October 10th, 2006 at 4:30 pm
Ya got your head so caught up in the sugar business, you forgot the taste of real honey.
October 10th, 2006 at 4:44 pm
I always like to ‘Looks like someone has a case of the Mondays’ but use it on any other day than Monday.
October 10th, 2006 at 4:58 pm
Well, you know what they say…sometimes you drink the milk, and sometimes the milk drinks you.
It’s my personal fave.
October 10th, 2006 at 6:21 pm
“That’s what s/he said” is always a good one too.
October 10th, 2006 at 9:23 pm
I think “Congratulations on your pregnancy!!” works really well at odd times.
October 10th, 2006 at 9:53 pm
These are all excellent! I’m imagining the inappropriate situations in which to use them:
1. “Sick – someone just vomited in the ladies room!”
“Every cloud has a silver lining!”
2. “Will that be paper or plastic?”
“Shape up or ship out!”
3. “What the heck did I do with my keys?”
“Ya got your head so caught up in the sugar business, you forgot the taste of real honey.
4. “TGIF!”
“Looks like someone has a case of the Mondays!”
5. Tracy Lynn – yours pretty much needs no intro – it stands all by itself!
6. “My cat ran away last night.”
“That’s what she said”
7. “Sick – someone just vomited in the ladies room!”
“Congratulations on your pregnancy!”
October 10th, 2006 at 10:14 pm
I think it’s time for “Kiss my grits!” to come back into our vernacular. That and a nice “Where’s the Beef?!” is fun to throw around every week or so.
October 11th, 2006 at 12:18 am
“It’s better to have it and not need it, than need it and not have it.”
Look, my grandma was a very practical girl from Nebraska.
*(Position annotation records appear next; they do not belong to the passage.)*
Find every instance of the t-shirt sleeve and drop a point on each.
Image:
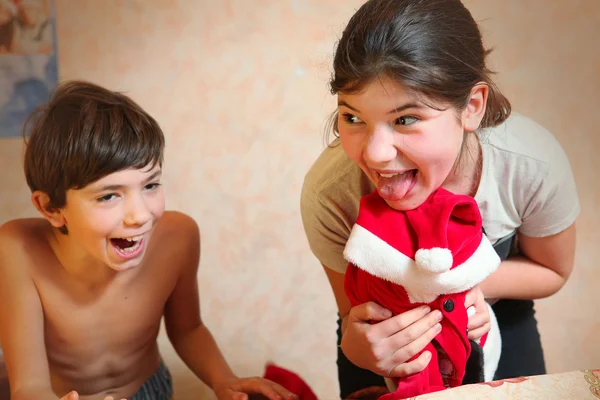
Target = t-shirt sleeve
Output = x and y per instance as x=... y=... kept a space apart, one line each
x=554 y=205
x=325 y=229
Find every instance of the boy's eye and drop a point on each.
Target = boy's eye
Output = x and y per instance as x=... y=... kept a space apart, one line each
x=407 y=120
x=107 y=197
x=351 y=119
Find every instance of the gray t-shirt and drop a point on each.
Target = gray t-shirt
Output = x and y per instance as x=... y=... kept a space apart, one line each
x=526 y=185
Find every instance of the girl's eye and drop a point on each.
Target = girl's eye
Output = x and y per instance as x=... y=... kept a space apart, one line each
x=406 y=120
x=107 y=197
x=351 y=119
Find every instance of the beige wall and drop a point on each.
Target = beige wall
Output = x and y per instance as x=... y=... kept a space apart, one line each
x=240 y=90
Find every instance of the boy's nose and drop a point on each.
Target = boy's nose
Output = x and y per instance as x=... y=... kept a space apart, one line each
x=380 y=147
x=137 y=213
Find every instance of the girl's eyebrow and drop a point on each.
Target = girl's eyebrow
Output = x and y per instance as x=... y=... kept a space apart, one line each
x=394 y=111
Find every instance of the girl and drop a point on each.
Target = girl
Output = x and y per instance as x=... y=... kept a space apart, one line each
x=418 y=110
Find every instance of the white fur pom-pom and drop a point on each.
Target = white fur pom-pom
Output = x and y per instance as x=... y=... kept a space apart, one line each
x=435 y=260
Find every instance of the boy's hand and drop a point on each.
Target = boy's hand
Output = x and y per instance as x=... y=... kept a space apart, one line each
x=73 y=395
x=243 y=388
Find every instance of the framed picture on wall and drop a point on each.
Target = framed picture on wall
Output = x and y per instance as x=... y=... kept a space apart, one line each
x=28 y=60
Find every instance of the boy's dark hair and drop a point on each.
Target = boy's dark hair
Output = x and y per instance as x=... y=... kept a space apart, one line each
x=434 y=47
x=84 y=133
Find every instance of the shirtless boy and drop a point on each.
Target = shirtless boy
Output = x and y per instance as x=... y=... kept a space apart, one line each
x=83 y=289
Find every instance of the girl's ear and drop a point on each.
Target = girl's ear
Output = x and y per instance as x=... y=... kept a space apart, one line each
x=475 y=110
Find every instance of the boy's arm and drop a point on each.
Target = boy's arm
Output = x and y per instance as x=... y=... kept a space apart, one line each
x=21 y=321
x=190 y=337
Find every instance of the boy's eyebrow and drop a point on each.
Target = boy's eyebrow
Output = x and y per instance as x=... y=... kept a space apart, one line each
x=154 y=175
x=395 y=110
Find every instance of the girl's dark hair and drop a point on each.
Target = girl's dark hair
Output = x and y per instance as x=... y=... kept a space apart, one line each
x=433 y=47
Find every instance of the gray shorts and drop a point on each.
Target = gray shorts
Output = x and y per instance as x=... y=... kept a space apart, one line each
x=158 y=387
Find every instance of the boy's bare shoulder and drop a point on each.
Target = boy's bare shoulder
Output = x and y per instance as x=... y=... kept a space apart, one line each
x=24 y=235
x=176 y=232
x=178 y=226
x=22 y=242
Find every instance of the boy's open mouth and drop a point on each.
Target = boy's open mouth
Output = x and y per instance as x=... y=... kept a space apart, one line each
x=127 y=245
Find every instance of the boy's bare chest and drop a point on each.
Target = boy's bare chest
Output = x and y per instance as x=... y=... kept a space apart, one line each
x=119 y=319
I can’t help that.
October 11th, 2006 at 5:10 am
“Kneel before Zod!”
October 11th, 2006 at 9:26 am
Even a blind hog roots up an acorn sometimes… or my dad really makes it his own, just saying “even a blind hog”
October 11th, 2006 at 10:33 am
I have no suggestions for inappropriate phrases, but I would like to request that you post instances in which you use some of these. Please?
October 11th, 2006 at 1:28 pm
Nice Idea! And a great site BTW!! I have linked you!!!
Cheers!
October 11th, 2006 at 4:28 pm
“Back at ya” where “at ya” is pronounced “atchya” or “Right back at ya” if the cadence sounds better. Always good with a wink and finger gun salute.
October 11th, 2006 at 5:31 pm
I like the “six of one…” bit.
October 12th, 2006 at 9:35 pm
Next time you go out on a first date with a guy, you should grab his crotch as soon as you meet him and yell, “The early bird gets the worm!!”
October 12th, 2006 at 11:25 pm
It may be juevenile, but I find that replying “Your Mom!” to various statements is often highly inappropriate and completely hilarious.
October 13th, 2006 at 7:36 am
Girl con Queso: OMG – I love Flo! My friends were contemplating dressing up as the cast of Alice for Halloween. I, of course, wanted to be Flo simply so I could say, “Kiss my grits!”
Shari: Wow – that really is chock full of midwestern modesty, isn’t it?
Sween: Niiiiice!
Margaret: I may steal that one!
kapgar: Ha – I’ll do my best!
Michael: Well, thanks for the visit and link!
Claire: Any time I can use the gun fingers, I’m happy.
Trisha: That definitely can be used at inappropriate times.
THB: You first…
Dustin: I’m not afraid of juvenile, although I thought you might have suggested something more along the lines of, “He who controls the spice, controls the universe!”
October 13th, 2006 at 12:01 pm
I’ve always been fond of bellowing the occasional, random “Here I come to save the day!”